Evidemment, la Russie va plus souffrir que la France. La Russie, on l’a oublié, a un PIB de 1500 Mde$ contre 1900 pour l’Italie et 2750 pour la France. La Russie est un pays moyen qui s’est lancé dans une aventure… pour des raisons non économiques.

Les premiers à payer sont les russes eux-mêmes, sachant que ce sera plus visible pour les milliardaires. Selon Forbes les 116 milliardaires russes auraient perdu l’équivalent de 126 milliards de dollars entre le 16 et le 24 février… Ce ne sont que des évaluations monétaires et boursières, reste à voir ce qui va se passer en matière juridique.
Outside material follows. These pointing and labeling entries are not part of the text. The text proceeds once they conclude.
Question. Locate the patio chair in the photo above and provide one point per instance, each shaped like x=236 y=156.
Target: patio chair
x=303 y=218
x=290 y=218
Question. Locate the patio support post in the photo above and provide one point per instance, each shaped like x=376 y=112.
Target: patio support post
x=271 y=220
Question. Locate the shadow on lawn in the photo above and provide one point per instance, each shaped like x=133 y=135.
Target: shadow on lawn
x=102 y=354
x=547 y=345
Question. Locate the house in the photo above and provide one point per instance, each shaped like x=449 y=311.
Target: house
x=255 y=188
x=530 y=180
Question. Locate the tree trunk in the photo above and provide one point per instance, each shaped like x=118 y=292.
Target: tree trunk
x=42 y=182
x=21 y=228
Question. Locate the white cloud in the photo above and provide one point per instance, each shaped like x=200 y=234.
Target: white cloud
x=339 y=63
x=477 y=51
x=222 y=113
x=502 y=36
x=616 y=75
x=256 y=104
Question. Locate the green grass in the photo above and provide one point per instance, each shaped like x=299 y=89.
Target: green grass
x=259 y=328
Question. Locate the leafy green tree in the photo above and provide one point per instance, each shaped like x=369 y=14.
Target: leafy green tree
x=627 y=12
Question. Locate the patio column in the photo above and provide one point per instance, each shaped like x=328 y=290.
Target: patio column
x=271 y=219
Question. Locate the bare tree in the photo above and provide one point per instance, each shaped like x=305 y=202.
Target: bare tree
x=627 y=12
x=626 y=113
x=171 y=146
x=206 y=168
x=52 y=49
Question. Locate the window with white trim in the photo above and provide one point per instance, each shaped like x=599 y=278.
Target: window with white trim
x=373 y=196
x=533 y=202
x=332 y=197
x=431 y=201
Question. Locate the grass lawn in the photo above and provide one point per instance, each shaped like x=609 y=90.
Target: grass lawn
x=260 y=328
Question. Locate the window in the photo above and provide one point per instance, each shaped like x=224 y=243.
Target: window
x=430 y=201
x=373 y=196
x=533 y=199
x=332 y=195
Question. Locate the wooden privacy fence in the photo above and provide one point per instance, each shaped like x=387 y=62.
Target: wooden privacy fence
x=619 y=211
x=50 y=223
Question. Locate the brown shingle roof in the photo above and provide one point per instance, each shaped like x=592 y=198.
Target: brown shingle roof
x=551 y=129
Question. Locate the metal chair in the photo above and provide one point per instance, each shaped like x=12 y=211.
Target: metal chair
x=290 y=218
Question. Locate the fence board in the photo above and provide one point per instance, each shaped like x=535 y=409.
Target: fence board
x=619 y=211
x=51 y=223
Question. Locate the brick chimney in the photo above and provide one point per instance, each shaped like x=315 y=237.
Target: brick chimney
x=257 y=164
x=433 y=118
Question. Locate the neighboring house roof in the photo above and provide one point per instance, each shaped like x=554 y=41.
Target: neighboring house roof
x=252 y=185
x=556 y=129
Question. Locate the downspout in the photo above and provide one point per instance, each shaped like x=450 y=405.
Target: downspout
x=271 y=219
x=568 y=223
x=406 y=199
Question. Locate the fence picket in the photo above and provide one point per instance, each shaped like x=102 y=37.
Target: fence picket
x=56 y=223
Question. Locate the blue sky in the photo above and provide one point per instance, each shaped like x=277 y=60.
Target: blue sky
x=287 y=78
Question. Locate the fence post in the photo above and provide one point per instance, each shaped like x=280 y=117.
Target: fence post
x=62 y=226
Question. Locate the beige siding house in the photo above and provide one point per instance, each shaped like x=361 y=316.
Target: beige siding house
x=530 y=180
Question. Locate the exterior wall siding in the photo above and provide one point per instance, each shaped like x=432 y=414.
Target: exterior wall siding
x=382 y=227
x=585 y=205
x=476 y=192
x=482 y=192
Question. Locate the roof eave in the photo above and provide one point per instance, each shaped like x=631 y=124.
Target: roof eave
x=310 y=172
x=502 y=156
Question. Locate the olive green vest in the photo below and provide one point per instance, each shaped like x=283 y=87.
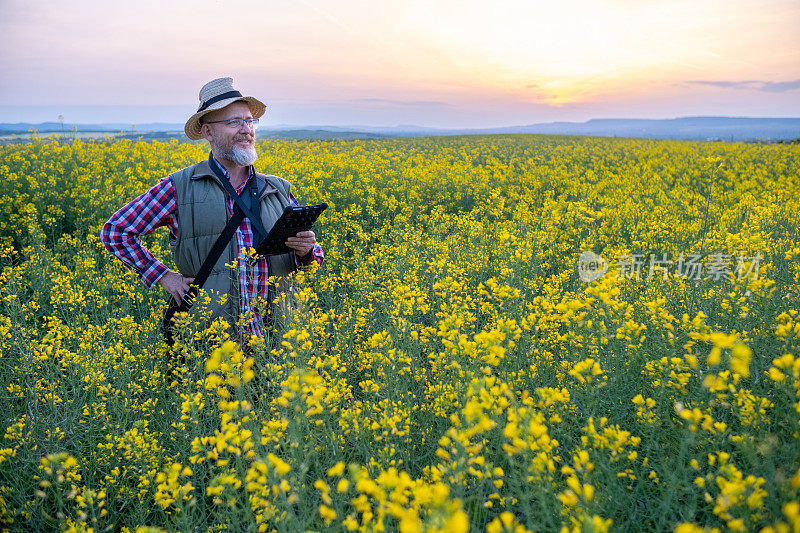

En France, cette guerre d’Ukraine est un réveil pour comprendre à quel point il faut développer nos capacités militaires, dans un contexte européen, notre autonomie énergétique, autrement dit nucléaire, et sécuriser partout, par des alliances sûres, nos capacités de production et d’exportation. Au-delà d’un coût à court terme, la France et l’Europe devront donc investir et former plus pour répondre à ce type de risques.

Au total il n’est pas sûr que ceci affecte notre croissance à moyen terme, au contraire, mais ceci passera par plus d’investissement, de formation, de dette et de maturité.